Las elecciones del próximo 15 de junio pueden ser las más decisivas en sesenta años o más, no solo porque van a frenar o a abrirle el portón al proyecto totalitario de un Uribe con poderes omnímodos, sino porque desde que nació la guerrilla nunca se había llegado tan lejos en una negociación, y con requisitos claros y verificables para que las Farc entreguen las armas, dejen el narco y se reincorporen. Y que las víctimas adquieran rostro.

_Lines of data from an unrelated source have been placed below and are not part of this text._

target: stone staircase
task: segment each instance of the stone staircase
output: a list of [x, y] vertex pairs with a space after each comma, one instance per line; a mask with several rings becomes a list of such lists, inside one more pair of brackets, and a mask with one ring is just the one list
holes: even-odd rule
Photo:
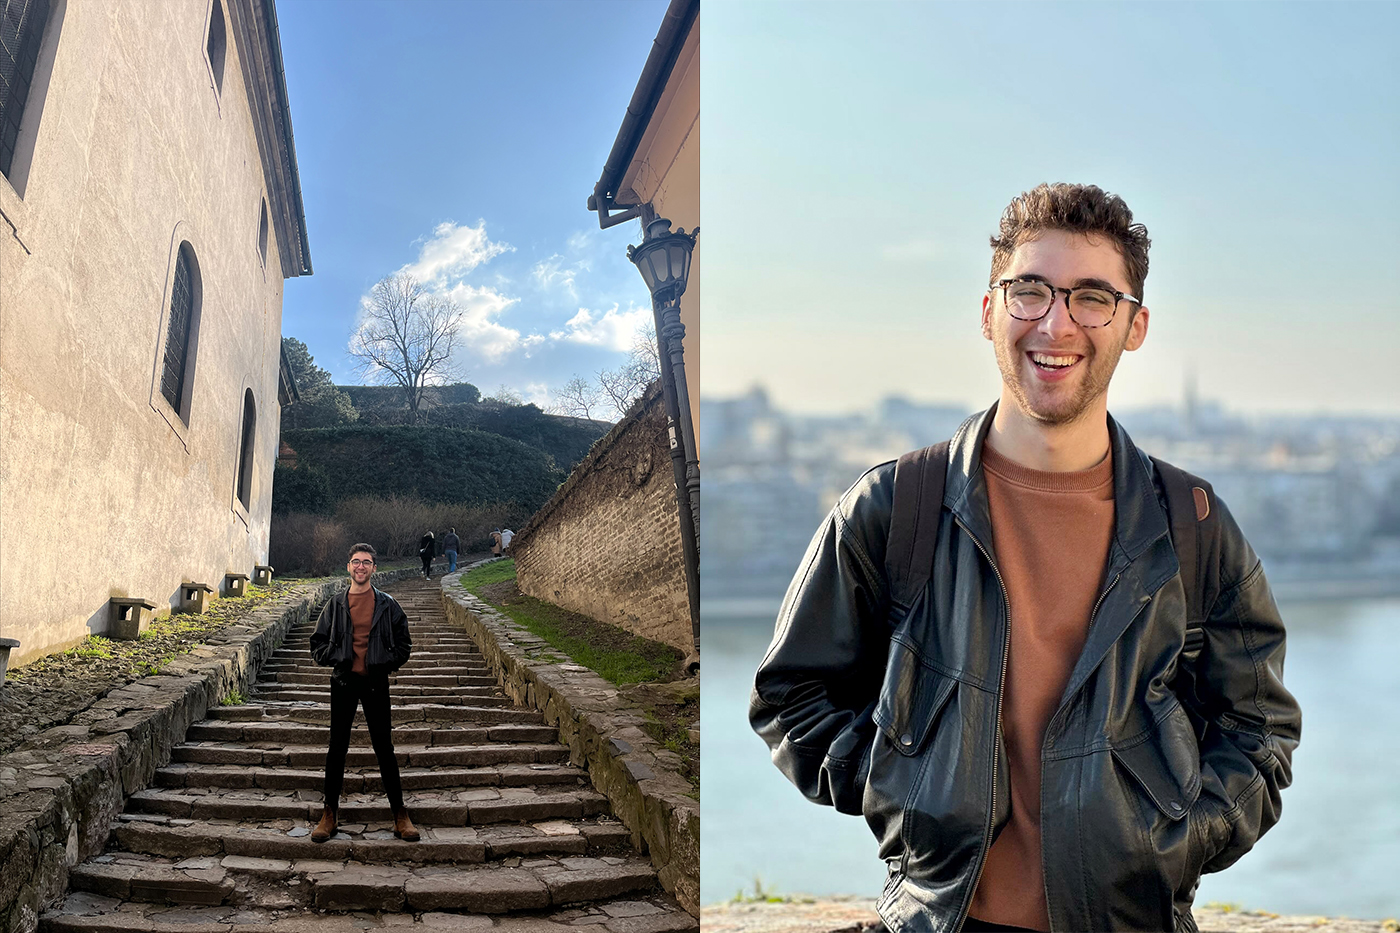
[[361, 713], [339, 830], [311, 841], [330, 678], [311, 660], [308, 624], [288, 634], [246, 705], [190, 727], [153, 786], [127, 799], [107, 850], [72, 869], [40, 930], [697, 931], [556, 730], [511, 707], [476, 645], [448, 627], [438, 586], [386, 589], [413, 634], [390, 694], [421, 841], [393, 836]]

La paz de Santos tal vez no sea la ideal, porque una paz hecha por la oligarquía de siempre va a reformar cosas de la superficie y va a tener muchas limitaciones para incluir a las mayorías y para cambiar un sistema de privilegios profundamente enraizado en la sociedad y en la cultura; no obstante, es la opción que tenemos hoy para detener una guerra que perdió todo sentido y escrúpulos. Fusiles silenciados quizás atemperen un real debate político y abran nuevas perspectivas, aun sabiendo también que las Farc -como dice el escritor Miguel Manrique- son como mil Robledos.
Por eso, parafraseando la frase de combate en la campaña de Clinton del 92, que lo llevó a derrotar a Bush papá y su mal manejo económico, hoy puedo decir sin temor a ofender: “Es la paz, estúpidos”.